4.8.5 Relative importance of variables

It is tempting to base the relative importance of variables on the coefficients obtained from the regression analysis. And one can do so, but only with extreme caution.

First, as our example with staff and foot traffic shows. Any interpretation first and foremost rests on the regression model capturing confounding effects. This also requires that our mental model is not too far off reality and that we can approximate relations in a linear way (e.g., after transformations)

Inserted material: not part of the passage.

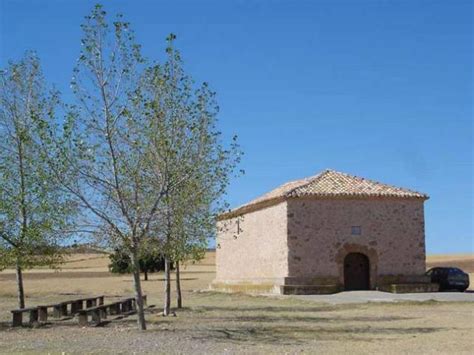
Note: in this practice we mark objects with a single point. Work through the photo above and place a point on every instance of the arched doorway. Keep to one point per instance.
(356, 272)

Second, often, the units of measurement usually vary between the variables, making it very hard to to directly compare them. For example, the meaning of a one-unit change in distance is different from a one-unit change in weight. There are ways around this, but in complicated situations the whole idea of comparing coefficients in a table is dangerous and often a big mistake. Be very careful when trying to do this. The reason is the same as with the foot traffic and staff example. In complicated situations a complicated regression equation with many variables is often required to isolate the association between \(y\) and just one \(x\)! All the other variables (called control variables) are in there just to unbias the coefficient on that one \(x\). Thus the coefficients on the control variables are not guaranteed to be unconfounded or easily interpretable.5 If you are sure (based on your mental model) that both coefficients can indeed be interpreted properly, one approach to assess the relative importance of variables is to compare the standardized coefficients in a multiple regression model. Standardized coefficients are the estimates obtained when all the variables are standardized to have a mean of zero and a standard deviation of one. By standardizing, the coefficients are expressed in units of standard deviations, which allows for a direct comparison of the effect of each predictor on the dependent variable. As mentioned in Chapter 3, if you standardize the original data, this can lead to complications. Instead, you can simply take the regression output and multiply the unstandardized coefficient with the standard deviation of the respective variable.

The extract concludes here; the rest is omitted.